Ian is the Bishop and as such is at the beck and call of his congregation, even missing his son’s birthday party because he is obedient to his faith. Claire, his wife, converted to the faith when she met Ian and tries to be the good wife that all Mormon women aspire to be. Zippy, their 16 year old daughter, is in love and struggles with Mormon values, wanting to be kissed but knowing that it is a sin. 13 year old Alma wants to play football for Liverpool and questions the doctrine. He finds it difficult to be a Mormon in a predominantly non-Mormon environment. Jacob, who is 7, believes every story that he is told in church; he believes in miracles. Issy, at 4 years of age, is the loved little sister, even though Alma does not always show his love.

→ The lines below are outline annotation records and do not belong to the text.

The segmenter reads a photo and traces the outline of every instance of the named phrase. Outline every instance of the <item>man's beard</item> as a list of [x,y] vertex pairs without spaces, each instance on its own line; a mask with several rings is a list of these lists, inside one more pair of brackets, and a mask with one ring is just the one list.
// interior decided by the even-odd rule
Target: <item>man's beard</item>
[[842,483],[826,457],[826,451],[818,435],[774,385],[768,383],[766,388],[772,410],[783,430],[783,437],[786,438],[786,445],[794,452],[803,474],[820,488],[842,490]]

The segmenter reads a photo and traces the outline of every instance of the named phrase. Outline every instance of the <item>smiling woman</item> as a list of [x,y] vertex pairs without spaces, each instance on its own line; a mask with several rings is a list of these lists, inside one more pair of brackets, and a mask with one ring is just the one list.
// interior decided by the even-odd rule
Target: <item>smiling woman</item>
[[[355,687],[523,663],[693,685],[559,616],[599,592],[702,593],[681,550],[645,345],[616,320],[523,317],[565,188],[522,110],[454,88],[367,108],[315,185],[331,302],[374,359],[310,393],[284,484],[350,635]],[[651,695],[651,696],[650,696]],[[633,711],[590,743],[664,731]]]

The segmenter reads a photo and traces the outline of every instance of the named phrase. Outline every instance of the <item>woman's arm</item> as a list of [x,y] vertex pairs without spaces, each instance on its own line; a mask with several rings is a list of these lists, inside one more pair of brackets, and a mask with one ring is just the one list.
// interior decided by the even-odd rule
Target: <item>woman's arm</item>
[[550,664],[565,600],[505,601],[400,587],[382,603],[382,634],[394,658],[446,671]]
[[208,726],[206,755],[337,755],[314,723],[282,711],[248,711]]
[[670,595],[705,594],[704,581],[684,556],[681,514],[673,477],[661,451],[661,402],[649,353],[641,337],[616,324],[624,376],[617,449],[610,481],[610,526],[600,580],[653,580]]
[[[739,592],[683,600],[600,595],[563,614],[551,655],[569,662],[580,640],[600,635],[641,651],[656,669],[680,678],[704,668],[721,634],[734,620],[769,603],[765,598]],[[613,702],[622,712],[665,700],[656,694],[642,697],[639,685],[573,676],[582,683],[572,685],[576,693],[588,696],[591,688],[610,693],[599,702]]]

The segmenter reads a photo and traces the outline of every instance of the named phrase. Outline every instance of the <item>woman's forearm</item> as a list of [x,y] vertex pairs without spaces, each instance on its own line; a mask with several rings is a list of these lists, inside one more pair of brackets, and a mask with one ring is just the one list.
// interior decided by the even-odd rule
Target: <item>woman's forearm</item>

When Issy dies at the beginning of the book, we are taken on each character’s emotional journey as they deal with guilt, grief, and regret; as they try to make sense of her death. In the Mormon faith, the belief is that everyone is re-united after death, but as Jacob says, that is a long time to wait.

We see each character’s point of view and the topic is sensitively handled. This is no over the top novel full of superfluous details and over-dramatic out-pourings.  At its heart this is a book about families and love.